It's true. If you look at the way he handled the redo of that other revered space series, it might provide some clues as to what his "Star Wars" might look like. Abrams clearly aimed to please the broadest possible audience by remaining faithful to the "Star Trek" mythology in some ways while shaking it up in others; the film made nearly $386 million worldwide and the follow-up, the 3-D "Star Trek Into Darkness," is due out May 17. Some fans were thrilled that he would boldly go to such daring places while some purists balked at the vast departures he took. And that might be true of the response "Episode VII" will get in 2015, when it's scheduled to come out; people tend to get proprietary when they're so emotionally invested in the stories like this.
Abrams' "Super 8" from 2011 is another great example of his grasp of, and reverence for, the wonder that can accompany the best science fiction experiences. His homage to late-'70s, early-'80s Steven Spielberg productions is full of childhood innocence and the excitement of storytelling. And as he demonstrated with these films as well as his contribution to another beloved franchise, 2006's "Mission: Impossible III," the man knows how to direct an action sequence. He also happened to work with Lucas' Industrial Light & Magic and Skywalker Sound on post-production on all the films he's directed, so a comfort level already exists from an effects perspective.

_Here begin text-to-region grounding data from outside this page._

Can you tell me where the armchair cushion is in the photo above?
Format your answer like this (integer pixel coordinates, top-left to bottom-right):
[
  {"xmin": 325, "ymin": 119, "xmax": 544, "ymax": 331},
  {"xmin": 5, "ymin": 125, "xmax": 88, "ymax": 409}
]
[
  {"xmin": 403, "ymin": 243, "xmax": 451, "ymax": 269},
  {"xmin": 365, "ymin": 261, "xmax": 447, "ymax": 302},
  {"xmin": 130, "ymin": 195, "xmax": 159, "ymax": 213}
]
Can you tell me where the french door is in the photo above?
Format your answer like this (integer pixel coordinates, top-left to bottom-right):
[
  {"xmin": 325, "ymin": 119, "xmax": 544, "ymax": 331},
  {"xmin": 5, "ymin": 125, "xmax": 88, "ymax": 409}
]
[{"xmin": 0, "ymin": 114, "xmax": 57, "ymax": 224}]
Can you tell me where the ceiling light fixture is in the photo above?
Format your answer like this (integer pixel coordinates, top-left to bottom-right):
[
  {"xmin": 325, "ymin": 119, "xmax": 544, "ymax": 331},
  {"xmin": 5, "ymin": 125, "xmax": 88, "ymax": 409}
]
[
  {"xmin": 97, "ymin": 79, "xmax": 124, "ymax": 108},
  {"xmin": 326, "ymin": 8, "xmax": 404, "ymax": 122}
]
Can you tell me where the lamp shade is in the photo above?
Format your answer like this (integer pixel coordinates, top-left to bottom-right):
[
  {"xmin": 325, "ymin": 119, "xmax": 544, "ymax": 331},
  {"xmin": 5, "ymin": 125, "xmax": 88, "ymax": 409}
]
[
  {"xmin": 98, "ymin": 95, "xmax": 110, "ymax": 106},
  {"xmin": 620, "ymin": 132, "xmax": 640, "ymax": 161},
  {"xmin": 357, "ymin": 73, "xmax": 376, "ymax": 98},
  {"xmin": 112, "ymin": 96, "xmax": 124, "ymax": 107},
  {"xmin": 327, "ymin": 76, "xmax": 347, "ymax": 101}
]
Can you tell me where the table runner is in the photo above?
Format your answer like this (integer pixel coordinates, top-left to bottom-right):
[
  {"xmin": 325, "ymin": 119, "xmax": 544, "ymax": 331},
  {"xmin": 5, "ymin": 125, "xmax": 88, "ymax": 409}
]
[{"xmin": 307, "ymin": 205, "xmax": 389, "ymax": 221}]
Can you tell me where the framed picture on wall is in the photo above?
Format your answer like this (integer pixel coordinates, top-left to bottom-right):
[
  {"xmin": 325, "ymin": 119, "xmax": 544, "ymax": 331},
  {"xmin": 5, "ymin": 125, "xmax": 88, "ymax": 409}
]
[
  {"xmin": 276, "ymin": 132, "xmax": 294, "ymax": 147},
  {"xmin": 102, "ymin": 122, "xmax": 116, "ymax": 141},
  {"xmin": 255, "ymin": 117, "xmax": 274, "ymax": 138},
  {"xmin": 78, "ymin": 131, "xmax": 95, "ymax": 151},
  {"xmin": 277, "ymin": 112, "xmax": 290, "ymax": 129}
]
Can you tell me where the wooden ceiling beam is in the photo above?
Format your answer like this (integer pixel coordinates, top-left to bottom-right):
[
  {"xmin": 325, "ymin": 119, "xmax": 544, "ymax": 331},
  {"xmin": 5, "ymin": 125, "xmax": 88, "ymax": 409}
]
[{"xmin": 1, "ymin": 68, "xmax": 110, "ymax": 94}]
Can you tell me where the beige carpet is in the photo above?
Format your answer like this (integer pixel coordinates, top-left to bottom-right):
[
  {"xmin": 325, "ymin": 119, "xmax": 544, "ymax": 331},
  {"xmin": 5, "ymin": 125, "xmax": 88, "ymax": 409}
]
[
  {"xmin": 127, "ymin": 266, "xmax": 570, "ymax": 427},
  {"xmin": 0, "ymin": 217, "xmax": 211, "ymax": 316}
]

He's a busy guy these days, though. Between steering these two massive franchises, he also has many other projects in the works through his production company, Bad Robot. Among them: a recently announced biopic of disgraced cyclist Lance Armstrong, a possible "Cloverfield" sequel and the post-apocalyptic television series "Revolution." As talented and visionary as he is, who knows how good of a juggler he'll be?